Le festival international de la bande dessinée à Angoulême, qui a tenu le week-end dernier sa 42e édition, c’est un peu le Paris-Dakar des auteurs de BD et des professionnels de la profession: chaque année, c’est un véritable enfer. Quatre jours de pluie, de froid et de foule que l’on affronte sur des kilomètres; des expos et des débats qu’on n’aura pas eu le temps de voir, des auteurs qu’on n’aura pas eu le temps de croiser, des chapelles qui ne se mélangeront pas, des derniers verres qui se refuseront à l’être et des projets qui, finalement, se concrétiseront ailleurs.

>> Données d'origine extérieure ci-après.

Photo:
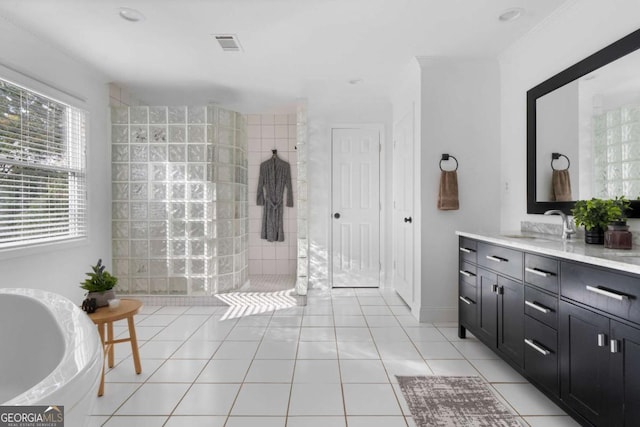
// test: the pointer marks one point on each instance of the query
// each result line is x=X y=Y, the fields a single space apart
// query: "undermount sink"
x=525 y=237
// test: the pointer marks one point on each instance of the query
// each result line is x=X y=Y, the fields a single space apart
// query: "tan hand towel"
x=561 y=185
x=448 y=193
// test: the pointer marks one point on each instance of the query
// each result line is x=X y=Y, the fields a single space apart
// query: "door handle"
x=537 y=272
x=538 y=307
x=465 y=300
x=537 y=347
x=602 y=340
x=606 y=293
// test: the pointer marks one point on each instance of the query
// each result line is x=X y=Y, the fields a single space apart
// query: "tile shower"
x=180 y=200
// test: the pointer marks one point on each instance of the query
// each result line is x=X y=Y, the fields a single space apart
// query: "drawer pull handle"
x=466 y=300
x=610 y=294
x=537 y=272
x=602 y=340
x=614 y=346
x=536 y=347
x=540 y=308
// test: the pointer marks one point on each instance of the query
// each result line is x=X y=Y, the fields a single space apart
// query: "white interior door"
x=402 y=216
x=355 y=188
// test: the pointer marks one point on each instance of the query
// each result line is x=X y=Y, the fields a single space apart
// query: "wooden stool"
x=106 y=316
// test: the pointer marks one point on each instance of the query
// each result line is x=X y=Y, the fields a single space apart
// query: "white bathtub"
x=51 y=353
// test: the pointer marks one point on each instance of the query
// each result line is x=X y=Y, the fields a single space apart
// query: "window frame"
x=68 y=99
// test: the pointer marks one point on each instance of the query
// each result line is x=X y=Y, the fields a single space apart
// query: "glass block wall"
x=180 y=210
x=302 y=279
x=616 y=142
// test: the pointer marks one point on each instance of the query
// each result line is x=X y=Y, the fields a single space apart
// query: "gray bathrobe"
x=275 y=175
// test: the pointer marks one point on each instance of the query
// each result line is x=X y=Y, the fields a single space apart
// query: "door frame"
x=380 y=127
x=415 y=294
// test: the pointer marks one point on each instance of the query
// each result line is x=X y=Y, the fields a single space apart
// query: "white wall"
x=574 y=32
x=460 y=116
x=323 y=113
x=60 y=268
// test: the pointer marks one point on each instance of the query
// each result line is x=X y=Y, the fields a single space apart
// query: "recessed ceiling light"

Un enfer pavé de milliers d’albums, dont on sort lessivé et avec des planches en retard, mais où on retournera, comme quasi chaque année, et avec plaisir encore bien. Sauf que cette année, les mines, et pas que de crayon, étaient vraiment plombées: pas un mois ne s’est écoulé depuis les attentats de Charlie Hebdo et l’assassinat de leurs pairs.

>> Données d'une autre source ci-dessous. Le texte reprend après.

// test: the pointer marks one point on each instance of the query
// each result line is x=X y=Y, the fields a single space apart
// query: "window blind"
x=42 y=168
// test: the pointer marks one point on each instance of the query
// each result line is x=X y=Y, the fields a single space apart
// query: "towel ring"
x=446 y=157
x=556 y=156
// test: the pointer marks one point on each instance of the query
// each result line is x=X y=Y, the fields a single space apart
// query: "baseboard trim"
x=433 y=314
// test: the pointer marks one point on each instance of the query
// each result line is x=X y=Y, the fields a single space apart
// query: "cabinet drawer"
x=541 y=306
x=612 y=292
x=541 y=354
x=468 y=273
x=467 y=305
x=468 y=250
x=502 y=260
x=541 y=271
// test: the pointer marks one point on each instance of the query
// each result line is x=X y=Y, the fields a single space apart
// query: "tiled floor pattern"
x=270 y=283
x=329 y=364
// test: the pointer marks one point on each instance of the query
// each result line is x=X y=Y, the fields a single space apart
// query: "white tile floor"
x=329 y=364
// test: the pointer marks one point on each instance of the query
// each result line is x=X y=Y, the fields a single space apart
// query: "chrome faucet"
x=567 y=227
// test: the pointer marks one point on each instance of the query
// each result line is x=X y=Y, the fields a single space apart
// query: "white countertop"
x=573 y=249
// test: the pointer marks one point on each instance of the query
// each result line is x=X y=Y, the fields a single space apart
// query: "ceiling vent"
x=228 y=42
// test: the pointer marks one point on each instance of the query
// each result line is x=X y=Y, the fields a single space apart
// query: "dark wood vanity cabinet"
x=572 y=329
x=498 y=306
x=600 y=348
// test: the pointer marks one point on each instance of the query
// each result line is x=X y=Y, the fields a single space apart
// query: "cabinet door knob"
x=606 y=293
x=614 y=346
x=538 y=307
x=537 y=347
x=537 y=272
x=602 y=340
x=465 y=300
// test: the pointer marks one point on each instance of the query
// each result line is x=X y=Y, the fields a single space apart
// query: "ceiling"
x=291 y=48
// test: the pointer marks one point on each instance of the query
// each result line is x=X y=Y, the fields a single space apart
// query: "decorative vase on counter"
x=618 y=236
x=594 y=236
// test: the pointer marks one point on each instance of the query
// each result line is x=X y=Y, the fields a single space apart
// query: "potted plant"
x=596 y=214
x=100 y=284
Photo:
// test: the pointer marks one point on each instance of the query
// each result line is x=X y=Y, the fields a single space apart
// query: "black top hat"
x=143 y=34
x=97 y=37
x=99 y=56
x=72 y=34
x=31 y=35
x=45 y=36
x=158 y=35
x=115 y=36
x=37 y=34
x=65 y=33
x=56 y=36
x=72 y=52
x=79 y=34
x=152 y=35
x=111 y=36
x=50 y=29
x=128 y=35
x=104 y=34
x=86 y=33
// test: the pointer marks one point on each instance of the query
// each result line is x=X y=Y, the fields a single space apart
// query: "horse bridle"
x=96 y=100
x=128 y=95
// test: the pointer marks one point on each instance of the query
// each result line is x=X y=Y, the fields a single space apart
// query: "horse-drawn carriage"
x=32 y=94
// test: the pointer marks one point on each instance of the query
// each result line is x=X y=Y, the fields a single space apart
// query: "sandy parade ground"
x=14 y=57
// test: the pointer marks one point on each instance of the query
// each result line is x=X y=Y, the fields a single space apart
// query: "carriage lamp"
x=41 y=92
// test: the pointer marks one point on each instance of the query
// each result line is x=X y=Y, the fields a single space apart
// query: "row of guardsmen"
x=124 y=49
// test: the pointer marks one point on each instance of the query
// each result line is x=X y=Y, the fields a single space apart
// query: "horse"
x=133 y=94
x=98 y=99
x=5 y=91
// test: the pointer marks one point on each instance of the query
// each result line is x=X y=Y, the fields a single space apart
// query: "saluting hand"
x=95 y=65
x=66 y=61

Alors Charlie était encore partout, et comme jamais, des devantures des magasins angoumoisins aux panneaux d’habitude électoraux, en passant par les affiches, les stands, les badges, les calicots et les hommages, parfois officiels (la création du Prix Charlie Hebdo de la Liberté d’expression, pérenne et décerné à titre posthume à Cabu, Wolinski & Co; l’expo Une histoire de Charlie forcément un peu bâclée), parfois, plus rarement, bien dans l’esprit: Jean-Christophe Menu, mandaté par Charlie pour venir chercher son Grand Prix Spécial, aura fait le speech de l’année, traitant de « con » le maire placé à côté de lui pour avoir un temps encagé ses bancs dans l’idée d’éviter les punks à chiens. « Etre Charlie, c’est en avoir rien à branler« , a rappelé le cador de la BD indé face aux applaudissements hilares de ses copains et les joues cramoisies des officiels. Yan Lindingre, rédacteur en chef de Fluide Glacial, s’est lui contenté un peu plus tard de coller des panneaux « interdit au maire » sur lesdits bancs. Cette ambiance post-Charlie et très française, on la retrouvait aussi dans La Marche des auteurs qui s’est tenue samedi, cette fois pour avertir les médias et le monde politique de la précarisation galopante d’un métier qui l’est de moins en moins: « Sans auteurs, plus de bande dessinée« , pouvait-on lire sur la bannière tenue en ouverture de cortège par Lewis Trondheim ou Pénélope Bagieu, eux-mêmes suivis par à peu près tous leurs collègues, en tout cas ceux qui n’étaient pas tenus de dédicacer à ce moment-là.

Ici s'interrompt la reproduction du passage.